Die App läuft auf herkömmlichen Smartphones. Dabei werden die Mobiltelefone an die Windschutzscheibe von Fahrzeugen befestigt, die sowieso regelmäßig durch die Stadt fahren. Das können Busse oder die Müllabfuhr sein. Der Screen ist dabei deaktiviert, um den Fahrer oder die Fahrerin nicht abzulenken.

Nur Objektinformationen werden übertragen

Genutzt werden Video- und GPS-Daten, die direkt im mobilen Gerät verarbeitet werden. Dafür laufen in der App vortrainierte neuronale Netze, die Objekte erkennen. Um Datenschutz und einen schnellen Transfer ins Backend zu gewährleisten, werden nur Objektinformationen wie Straßenschilder, Ampeln, Richtungspfeile, Bordsteine oder Spurmarkierungen weitergeleitet.

Die Daten ermöglichen eine unabhängige digitale Straßenkarte für die Stadtverwaltung. So können etwa Personen auf dem Rad rechtzeitig vor Hindernissen gewarnt werden. Städte können damit auch schneller Schäden an der Straßeninfrastruktur beheben. Die Karte schließlich könnte auch Entwicklerteams als Basis für Mobilitätsdienste dienen. Erprobt wurde die App  in den vergangenen zwölf Monaten während regulärer ÖPNV-Busfahrten an verschiedenen Orten in Berlin.

Aktualisierung mehrfach am Tag

Die Daten aus der App sind zwar ungenauer als die Daten, die mit Messfahrzeugen mit Laserscannern generiert werden. Dafür kann der gleiche Ort mehrfach am Tag abgefahren werden. Die Änderungsdetektion erfolgt dann automatisch durch einen Vergleich der neuen Daten mit der digitalen Karte im Backend. Änderungen werden dann an die Stadtverwaltung weitergeleitet, wo sie in die digitale Karte überführt werden.

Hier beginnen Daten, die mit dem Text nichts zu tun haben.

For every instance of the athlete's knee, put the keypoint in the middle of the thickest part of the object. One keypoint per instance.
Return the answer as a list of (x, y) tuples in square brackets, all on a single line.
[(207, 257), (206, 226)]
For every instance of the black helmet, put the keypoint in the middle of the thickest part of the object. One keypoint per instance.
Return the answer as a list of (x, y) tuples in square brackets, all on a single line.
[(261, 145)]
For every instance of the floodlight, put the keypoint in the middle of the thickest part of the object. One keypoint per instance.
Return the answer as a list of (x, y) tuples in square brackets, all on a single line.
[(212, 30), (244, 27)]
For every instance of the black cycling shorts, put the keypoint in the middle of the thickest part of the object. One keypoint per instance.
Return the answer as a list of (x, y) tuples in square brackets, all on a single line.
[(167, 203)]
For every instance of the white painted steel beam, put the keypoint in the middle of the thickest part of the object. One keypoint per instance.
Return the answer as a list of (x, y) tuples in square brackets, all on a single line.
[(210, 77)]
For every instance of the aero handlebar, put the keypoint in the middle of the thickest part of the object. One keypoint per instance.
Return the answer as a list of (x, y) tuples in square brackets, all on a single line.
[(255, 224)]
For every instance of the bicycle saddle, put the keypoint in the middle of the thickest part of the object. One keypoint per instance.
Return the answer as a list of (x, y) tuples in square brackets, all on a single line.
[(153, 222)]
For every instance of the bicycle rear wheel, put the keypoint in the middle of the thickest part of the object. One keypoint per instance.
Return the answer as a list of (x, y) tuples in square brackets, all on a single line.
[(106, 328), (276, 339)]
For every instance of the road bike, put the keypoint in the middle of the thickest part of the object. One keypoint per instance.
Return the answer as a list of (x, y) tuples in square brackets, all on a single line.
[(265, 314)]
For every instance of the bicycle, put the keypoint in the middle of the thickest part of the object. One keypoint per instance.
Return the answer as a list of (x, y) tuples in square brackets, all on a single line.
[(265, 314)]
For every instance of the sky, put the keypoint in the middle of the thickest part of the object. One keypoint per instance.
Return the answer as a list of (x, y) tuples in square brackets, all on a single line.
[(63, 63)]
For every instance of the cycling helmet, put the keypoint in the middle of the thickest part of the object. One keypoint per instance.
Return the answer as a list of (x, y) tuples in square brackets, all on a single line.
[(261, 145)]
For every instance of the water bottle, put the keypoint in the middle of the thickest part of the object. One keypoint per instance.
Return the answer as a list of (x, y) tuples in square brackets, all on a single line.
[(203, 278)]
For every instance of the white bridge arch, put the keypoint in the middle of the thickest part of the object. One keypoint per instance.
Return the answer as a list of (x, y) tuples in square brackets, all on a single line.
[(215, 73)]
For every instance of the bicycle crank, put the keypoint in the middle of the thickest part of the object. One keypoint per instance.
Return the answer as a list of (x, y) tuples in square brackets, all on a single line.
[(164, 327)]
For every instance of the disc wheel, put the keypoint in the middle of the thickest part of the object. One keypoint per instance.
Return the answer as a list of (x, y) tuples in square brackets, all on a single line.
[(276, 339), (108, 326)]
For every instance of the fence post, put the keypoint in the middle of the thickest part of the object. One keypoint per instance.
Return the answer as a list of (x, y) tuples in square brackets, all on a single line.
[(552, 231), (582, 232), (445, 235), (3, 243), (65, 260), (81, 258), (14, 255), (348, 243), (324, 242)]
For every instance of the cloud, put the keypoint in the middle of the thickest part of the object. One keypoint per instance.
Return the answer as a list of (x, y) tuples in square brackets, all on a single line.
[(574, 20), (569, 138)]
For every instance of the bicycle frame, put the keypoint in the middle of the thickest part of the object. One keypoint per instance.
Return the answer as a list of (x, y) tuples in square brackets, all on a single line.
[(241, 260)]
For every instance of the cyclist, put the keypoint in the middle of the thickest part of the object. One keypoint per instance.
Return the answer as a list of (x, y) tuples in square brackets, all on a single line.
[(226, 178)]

In Kooperation mit der BT Berlin Transport GmbH, einer Tochter der Berliner Verkehrsbetriebe BVG, wurde die App bereits in verschiedenen Linienbussen erprobt. Im letzten Jahr erhob sie pro Monat durchschnittlich 350 Stunden auf ca. 10.500 km Daten und erkannte dabei rund 7,8 Mio. Objekte.

Das Projekt Shuttles&Co ist nach zweieinhalbjähriger Laufzeit mittlerweile abgeschlossen. Fraunhofer Fokus will die App im Nachfolgeprojekt KIS’M weiter entwickeln. Beispielsweise soll die KI so trainiert werden, dass sie noch weitere Objekte wie Schlaglöcher erkennt. Es sei geplant, die Kooperation mit der BT Berlin Transport fortzuführen. (wa)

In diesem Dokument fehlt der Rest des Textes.